Cette non durabilité signifie que les petits producteurs (exploitations inférieures à 20 ha en pluvial qui représentent plus de 85% des producteurs) sont en train de s’appauvrir, sans le savoir, car, souvent, ils ne comptabilisent pas leurs salaires et celui des membres de leurs ménages, ni les coûts des dégâts occasionnés par la surexploitation de leurs terres… Quant aux grands exploitants, leur marge brute à l’hectare découle, en grande partie, de trois gisements : l’exploitation des bas salaires de la main-d’œuvre (surtout les femmes), de la surexploitation insidieuse des ressources naturelles (sol, eau, et biodiversité) et évidemment des soutiens financiers accordés par l’Etat au secteur. C’est dire que ce n’est pas avec cette agriculture qu’on va affronter, à l’avenir, la concurrence de pays aux agricultures autrement plus performantes, comme les pays de la Rive Nord de la Méditerranée, ni les risques liés aux incertitudes du marché international, ni les graves impacts du dérèglement climatique établis par les nombreuses projections climatiques et auxquels notre agriculture est très exposée, très sensible et très vulnérable. D’ores et déjà, notre agriculture n’est plus en mesure, dans son état actuel, de garantir notre sécurité alimentaire et il importe de le dire à haute voix afin que les décideurs en prennent conscience.
Pourquoi l’agriculture tunisienne est-elle confrontée aujourd’hui à de multiples problèmes ?

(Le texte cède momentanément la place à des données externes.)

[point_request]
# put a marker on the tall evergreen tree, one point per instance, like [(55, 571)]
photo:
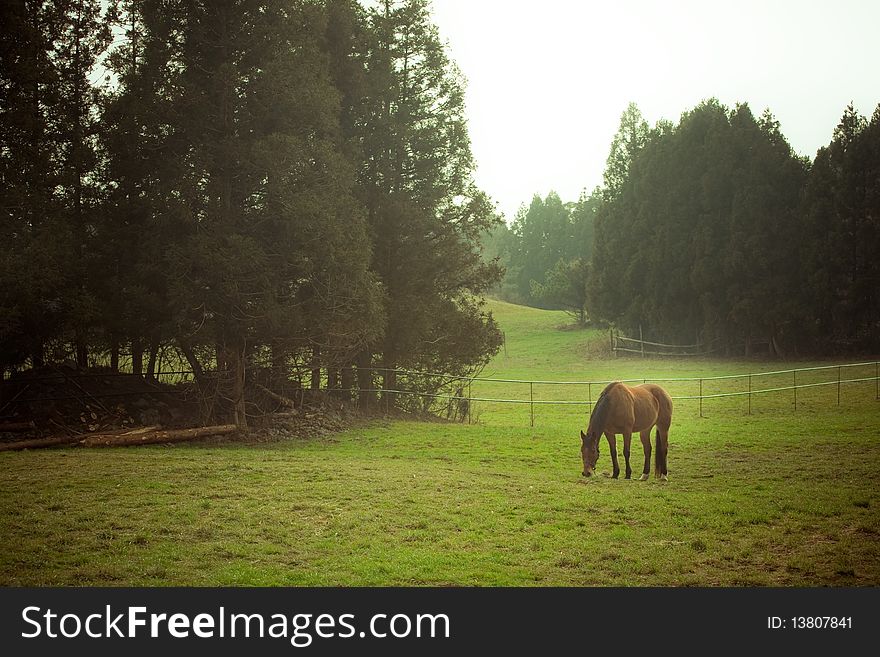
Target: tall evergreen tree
[(424, 209)]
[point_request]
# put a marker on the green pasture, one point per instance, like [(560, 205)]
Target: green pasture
[(782, 496)]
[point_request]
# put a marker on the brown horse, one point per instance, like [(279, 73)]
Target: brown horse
[(626, 410)]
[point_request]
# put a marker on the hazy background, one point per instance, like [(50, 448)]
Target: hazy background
[(548, 81)]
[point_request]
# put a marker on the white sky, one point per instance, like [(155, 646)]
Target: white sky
[(548, 80)]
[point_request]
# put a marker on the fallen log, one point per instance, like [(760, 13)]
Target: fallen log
[(16, 426), (37, 443), (157, 436)]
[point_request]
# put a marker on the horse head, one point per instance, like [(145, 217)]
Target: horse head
[(589, 452)]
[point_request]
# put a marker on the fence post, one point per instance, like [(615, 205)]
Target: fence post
[(701, 397), (532, 402), (470, 403)]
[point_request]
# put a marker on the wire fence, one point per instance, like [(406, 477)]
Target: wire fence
[(746, 386), (457, 395)]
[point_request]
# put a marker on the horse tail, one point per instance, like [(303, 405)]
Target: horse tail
[(664, 420)]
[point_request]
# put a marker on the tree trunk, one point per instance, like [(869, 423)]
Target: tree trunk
[(316, 368), (389, 384), (279, 366), (151, 363), (82, 353), (237, 371), (137, 356), (366, 388), (114, 354), (347, 382)]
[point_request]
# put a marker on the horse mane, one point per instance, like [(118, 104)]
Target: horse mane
[(600, 411)]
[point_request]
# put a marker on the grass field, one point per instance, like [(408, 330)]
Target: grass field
[(779, 497)]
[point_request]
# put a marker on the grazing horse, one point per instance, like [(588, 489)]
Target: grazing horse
[(626, 410)]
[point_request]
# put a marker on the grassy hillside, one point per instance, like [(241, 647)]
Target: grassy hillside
[(778, 497)]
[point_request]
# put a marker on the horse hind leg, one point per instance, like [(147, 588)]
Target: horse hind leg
[(662, 448), (627, 441), (646, 446)]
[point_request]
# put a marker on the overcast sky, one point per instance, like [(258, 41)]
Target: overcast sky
[(549, 79)]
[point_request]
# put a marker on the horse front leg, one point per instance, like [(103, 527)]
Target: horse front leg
[(646, 446), (612, 448)]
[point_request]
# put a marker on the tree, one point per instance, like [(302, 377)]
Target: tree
[(631, 136), (693, 244), (842, 204), (49, 49), (424, 210), (565, 286)]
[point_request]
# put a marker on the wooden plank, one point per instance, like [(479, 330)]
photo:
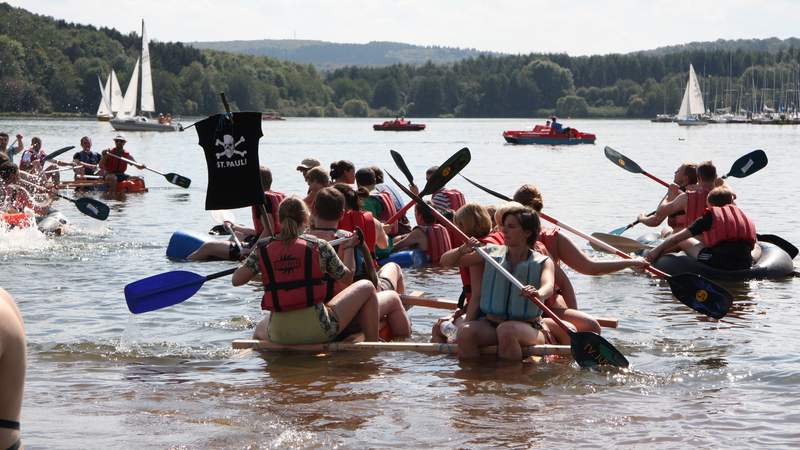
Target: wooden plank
[(423, 347), (417, 299)]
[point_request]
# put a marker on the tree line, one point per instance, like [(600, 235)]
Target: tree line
[(49, 65)]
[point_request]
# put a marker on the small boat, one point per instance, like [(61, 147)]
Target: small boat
[(398, 125), (542, 134)]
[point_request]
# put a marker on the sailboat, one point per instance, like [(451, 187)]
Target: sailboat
[(692, 106), (129, 117)]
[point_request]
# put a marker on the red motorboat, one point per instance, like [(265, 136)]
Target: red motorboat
[(542, 134), (398, 125)]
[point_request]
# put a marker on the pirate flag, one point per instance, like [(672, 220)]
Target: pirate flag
[(230, 143)]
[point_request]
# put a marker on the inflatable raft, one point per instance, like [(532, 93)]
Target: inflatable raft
[(774, 263)]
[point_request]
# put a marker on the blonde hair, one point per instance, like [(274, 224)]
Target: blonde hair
[(530, 196), (293, 215), (473, 220)]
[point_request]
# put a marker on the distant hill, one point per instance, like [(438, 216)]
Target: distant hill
[(770, 45), (329, 55)]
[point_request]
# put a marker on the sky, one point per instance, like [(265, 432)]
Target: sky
[(578, 27)]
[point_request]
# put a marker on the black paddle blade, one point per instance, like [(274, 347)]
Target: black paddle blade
[(622, 160), (58, 152), (590, 350), (701, 294), (748, 164), (92, 208), (401, 164), (178, 180), (446, 171), (487, 190), (780, 242)]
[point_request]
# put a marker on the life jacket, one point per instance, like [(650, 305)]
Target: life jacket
[(438, 241), (291, 275), (360, 219), (696, 204), (115, 165), (729, 224), (388, 210), (499, 297), (494, 237), (274, 200)]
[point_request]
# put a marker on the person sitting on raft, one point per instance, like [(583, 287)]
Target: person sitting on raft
[(474, 220), (428, 236), (685, 178), (727, 236), (298, 271), (500, 314), (692, 203), (115, 168), (328, 211)]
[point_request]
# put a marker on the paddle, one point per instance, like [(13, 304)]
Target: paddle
[(438, 180), (174, 178), (89, 206), (694, 291), (588, 349), (170, 288), (741, 168)]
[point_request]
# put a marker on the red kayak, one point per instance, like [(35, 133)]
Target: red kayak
[(399, 125), (542, 134)]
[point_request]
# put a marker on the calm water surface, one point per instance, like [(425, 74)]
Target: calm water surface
[(98, 377)]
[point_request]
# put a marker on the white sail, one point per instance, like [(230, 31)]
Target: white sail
[(116, 93), (148, 104), (128, 108), (104, 110), (692, 103)]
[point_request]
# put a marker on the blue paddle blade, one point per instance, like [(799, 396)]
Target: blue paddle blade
[(701, 294), (162, 290)]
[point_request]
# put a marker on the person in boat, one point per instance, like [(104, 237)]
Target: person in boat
[(724, 237), (343, 172), (13, 364), (355, 217), (428, 236), (273, 200), (328, 210), (474, 220), (86, 161), (114, 168), (692, 203), (298, 271), (500, 314), (685, 178), (316, 178)]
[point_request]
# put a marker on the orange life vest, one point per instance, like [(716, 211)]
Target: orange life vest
[(494, 237), (696, 204), (438, 241), (274, 200), (729, 224), (115, 165), (360, 219), (291, 275)]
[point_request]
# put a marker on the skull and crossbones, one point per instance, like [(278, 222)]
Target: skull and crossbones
[(229, 147)]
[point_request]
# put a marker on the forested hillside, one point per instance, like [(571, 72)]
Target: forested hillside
[(49, 65)]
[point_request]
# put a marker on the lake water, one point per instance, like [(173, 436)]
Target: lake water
[(100, 378)]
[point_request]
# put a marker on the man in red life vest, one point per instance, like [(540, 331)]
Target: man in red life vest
[(114, 167), (727, 237)]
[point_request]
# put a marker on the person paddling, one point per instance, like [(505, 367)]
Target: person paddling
[(114, 167), (298, 271), (727, 236), (12, 371)]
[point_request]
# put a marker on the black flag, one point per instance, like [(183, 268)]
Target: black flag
[(230, 143)]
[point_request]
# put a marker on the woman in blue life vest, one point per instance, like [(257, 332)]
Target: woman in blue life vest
[(299, 271), (500, 314), (726, 235)]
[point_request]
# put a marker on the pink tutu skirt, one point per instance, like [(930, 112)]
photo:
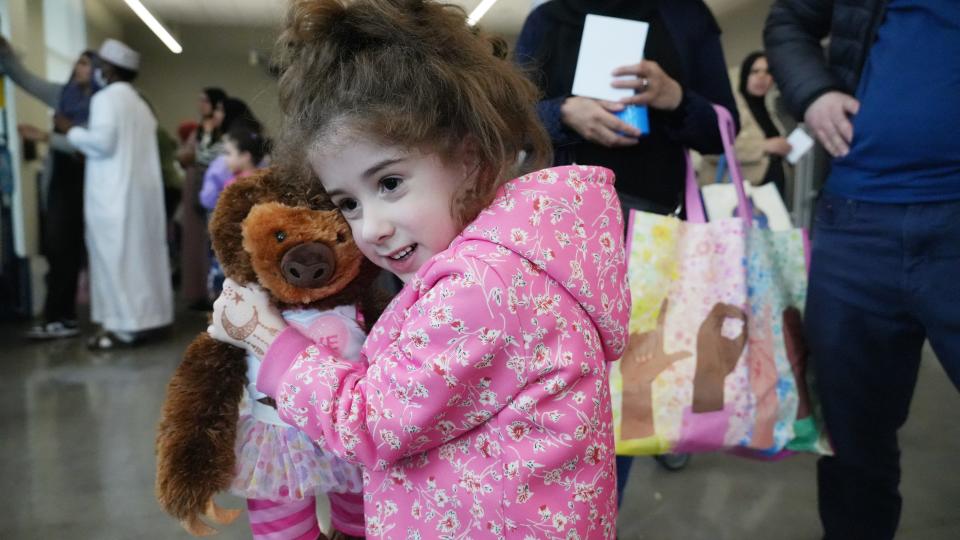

C’est évidemment la question centrale qu’il faut se poser si l’on veut réfléchir sur l’avenir de ce secteur. En fait, l’état de l’agriculture tunisienne est le résultat de l’accumulation des impacts des politiques agricoles successives liées aux projets de société auxquelles elles étaient intégrées, depuis la colonisation romaine. C’est cette dernière qui avait développé le système agraire latifundiaire au profit de très grandes exploitations agricoles de monoculture minière, le plus souvent extensive…, à côté du système microfundiaire autochtone (petites exploitations familiales diversifiées). La colonisation française est venue plus tard pour reproduire le même dualisme agraire structuré sur la même carte agricole et l’Etat national n’a fait que perpétuer cet héritage en favorisant son extension sur des terres et zones bioclimatiques inaptes à la mise en culture.
Aujourd’hui, la majorité des exploitations (85% du total avec moins de 20 ha), qui occupent 30% des terres agricoles, sont pour la plupart non viables. D’où le rabattement des exploitants sur la pluriactivité, reléguant ainsi l’agriculture à une activité intermittente, très préjudiciable à sa durabilité et en discordance totale avec les demandes sociales liées aux mutations sociétales que nous vivons, particulièrement depuis 2011.
En effet, l’agriculture d’aujourd’hui, peu performante, pour des raisons objectives, ne peut plus satisfaire les nouvelles demandes légitimes de la plupart des exploitants et de leurs salariés, d’un côté, ni celles des consommateurs, de l’autre. Cette incapacité à assumer ses trois fonctions définies plus haut est liée aux multitudes contraintes endogènes et exogènes qui handicapent son évolution progressive.
Est-il possible de rompre avec une agriculture qui a entretenu la misère rurale, surexploité les ressources naturelles et asservi les petits agriculteurs en les enfermant dans le cercle vicieux de l’appauvrissement pendant de nombreuses années ?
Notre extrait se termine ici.